Sitting in a Chair Watching Young People Do Things

I am at a stage of life where you sit in a chair and watch young people do things, like volleyball, basketball, soccer, presentations, plays, student Q&A panels at prospective universities. As I carry on this sedentary activity, I find myself returning in my mind again and again to a certain genre of thoughts. It’s this one room in my mind that is full of poignance and a sense of the passage of time. I sit there spectating and ruminating. There is a sweetness to it, like listening to the sweet sad songs of ruined troubadours. But I am reaching a point of saturation. I need to shake it off and maybe go do something myself. 

I signed up to run in the beerlay, if that counts, where you chug a beer immediately before running a two-mile leg of an eight-mile relay. A huge group from our parish is participating. I’m on a team of four.

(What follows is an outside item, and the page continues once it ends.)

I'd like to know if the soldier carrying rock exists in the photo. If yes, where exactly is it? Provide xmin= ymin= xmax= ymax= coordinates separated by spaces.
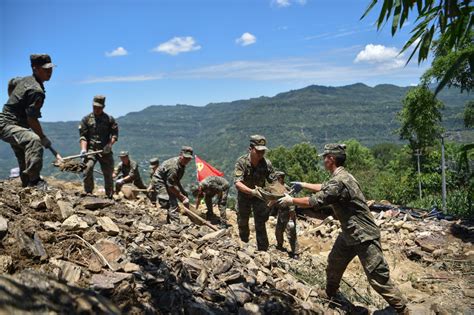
xmin=234 ymin=135 xmax=276 ymax=251
xmin=278 ymin=143 xmax=408 ymax=314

Goodness, I hope they are as out of shape as I am. 

I signed all my kids up, too. (The kids chug soda.) We came up with names for their teams: Underage Running, The Soda Creeps (David’s brainchild; he’s nine), and, my personal favorite, Pints With Pheidippides (Thank you, Classical Education.) 

One evening last week, my tweenage daughter Carolina wheedled  a couple of us out the door for a training run, and two others ended up following. I told them repeatedly not to wake the neighbors as the five of us spilled into the neighborhood. It was 10pm. The air was crisp, and I breathed it in with relish. The first part of the run was downhill to the bottom of the cul de sac. Carolina told me she was my coach and to not stop running on the way back up the hill. Then we walked across the front of the neighborhood where it opens onto the main road and did ten jumping jacks. Then we walked to the speed limit sign and sprinted back to our driveway. We did all that twice. Then my coach said we were going to do it twice more to make a mile. 

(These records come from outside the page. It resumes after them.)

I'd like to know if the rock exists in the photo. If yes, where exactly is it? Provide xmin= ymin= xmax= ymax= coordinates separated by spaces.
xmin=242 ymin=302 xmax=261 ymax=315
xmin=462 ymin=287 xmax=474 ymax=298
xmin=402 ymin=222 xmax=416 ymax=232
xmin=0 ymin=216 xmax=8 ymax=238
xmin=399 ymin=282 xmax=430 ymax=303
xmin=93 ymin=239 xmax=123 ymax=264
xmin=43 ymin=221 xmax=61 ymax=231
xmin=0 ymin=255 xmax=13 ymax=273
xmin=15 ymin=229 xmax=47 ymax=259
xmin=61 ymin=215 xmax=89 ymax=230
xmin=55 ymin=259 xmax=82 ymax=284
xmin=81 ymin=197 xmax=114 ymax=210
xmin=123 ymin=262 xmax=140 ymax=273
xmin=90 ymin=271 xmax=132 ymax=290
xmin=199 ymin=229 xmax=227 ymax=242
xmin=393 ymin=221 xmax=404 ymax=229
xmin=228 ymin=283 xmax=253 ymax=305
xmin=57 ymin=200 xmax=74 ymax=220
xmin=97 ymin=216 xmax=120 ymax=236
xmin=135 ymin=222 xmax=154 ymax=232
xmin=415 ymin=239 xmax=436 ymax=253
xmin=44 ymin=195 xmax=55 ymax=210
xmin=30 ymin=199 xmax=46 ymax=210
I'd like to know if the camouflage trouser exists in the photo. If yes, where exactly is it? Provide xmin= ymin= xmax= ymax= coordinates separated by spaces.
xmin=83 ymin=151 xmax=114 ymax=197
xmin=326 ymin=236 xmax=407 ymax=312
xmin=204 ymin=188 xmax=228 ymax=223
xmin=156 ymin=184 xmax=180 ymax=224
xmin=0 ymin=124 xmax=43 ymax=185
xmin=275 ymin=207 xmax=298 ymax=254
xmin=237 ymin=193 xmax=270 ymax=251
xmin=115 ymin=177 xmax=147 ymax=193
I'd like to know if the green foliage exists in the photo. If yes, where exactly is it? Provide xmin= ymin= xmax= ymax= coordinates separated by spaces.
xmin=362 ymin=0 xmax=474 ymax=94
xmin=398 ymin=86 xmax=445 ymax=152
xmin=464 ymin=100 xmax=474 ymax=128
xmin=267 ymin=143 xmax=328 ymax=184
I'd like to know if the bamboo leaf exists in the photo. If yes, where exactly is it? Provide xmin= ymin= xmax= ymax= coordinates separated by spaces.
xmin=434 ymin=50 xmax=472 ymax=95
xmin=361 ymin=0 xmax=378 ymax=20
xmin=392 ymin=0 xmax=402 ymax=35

I said, “Oh Carolina, why? It’s late. You have school tomorrow.” 

She said, “Come on. Then you can brag to all your friends that you ran a mile…but don’t get vain…though I don’t think you can be vain about that.”

I did what she said, a little lamb in the hands of my eleven-year-old, cooperating, without the will, or maybe the energy, to fight it. It was easier just to run along beside her, (though I was informed it might not be considered “running” since she could walk as fast or faster, which she demonstrated.)

My thoughts went to a different place, as well. I felt the melancholy trailing out behind me, and in its place, inside my heart, was a wholesome gladness to be surrounded by such winsome young creatures rising up to take their place in the world. I had a sense as I ran behind them of the goodness of things as they are, the irrepressible goodness of nature growing up wild and abundant. I guess I just needed a different vantage point.